6 thoughts on “Au fil des moulins

  1. Bonjour bonjour !
    Article très intéressant que je vais lire, et, relire !
    Ces jours-ci, je m’intéresse, mais, au 19ème siècle au moulin de Lagat (les familles MATHEVET-BEGONIN) au niveau « généalogie ».
    J’espère qu’avec le printemps qui arrive vous allez nous écrire plein plein d’articles sur les papeteries … allez, allez, semez, et, nous récolterons, enfin … nous lirons avec plaisir le fruit de vos écrits !
    Restons bien confinés !
    Il me semble qu’il y avait eu un désastre humain dans un moulin à papier à cause d’une balle de chiffons … mais, je ne sais plus la date, ni le lieu, ni le nombre de personnes décédées … je crois décès dûs à la peste ou d’une maladie « ramenée » dans les chiffons …
    A bientôt !

    1. Bonjour, peut-être pensez-vous à l’épidémie de 1631 évoquée par Henri Pourrat dans « Dans l’herbe des trois vallées » et à la balle de drapeaux destinée au moulin de la Vernadelle ?

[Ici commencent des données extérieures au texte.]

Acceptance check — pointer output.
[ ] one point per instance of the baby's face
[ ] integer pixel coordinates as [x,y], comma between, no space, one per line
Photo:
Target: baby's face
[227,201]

  2. Petite erreur sur la note ****
    « Archives nationales, manuscrits français, nouvelles acquisitions, n°7455, f°42-43 »
    Evidemment, ce ne peut être les Archives nationales, mais la Bibliothèque nationale de France, ou BnF (NAF 7455, « Estat des moulins à papier qui sont en la généralité de Riom »).
    Bravo pour votre site.
    TD

  3. Comme c’est passionnant !! Je suis tombée sur votre site dans mes recherches généalogiques. Je suis une descendante des Nourrisson, originaires de Thiers, maitres papetiers à Renaison (la grande fabrique) .. dont l’une des filles s’est mariée avec un Nourrisson du moulin de Thamias. Je croise donc dans ma généalogie tous les noms que vous citez, Begon, Malmenayde, Francolon, Sauvade … ils se mariaient tous entre familles de papetiers.
    Mon aïeule la plus proche s’appelait Louise Nourrisson, fille de Jacques et Marie Françoise Denis, de Roanne, mariée avec Remi Dechelette.
    Merci de faire revivre pour moi la vie des papetiers de cette région.
    Vous pouvez consulter mon arbre sur Geneanet si vous le souhaitez : https://gw.geneanet.org/apradeau_w?lang=fr&n=nourrisson&oc=1&p=antoine
    cordialement
    Anne-Sophie

    1. Bonjour, un grand merci pour votre témoignage, effectivement, ils se mariaient tous entre papetiers ! Je ne manquerai pas d’aller voir votre arbre, je fréquente régulièrement geneanet.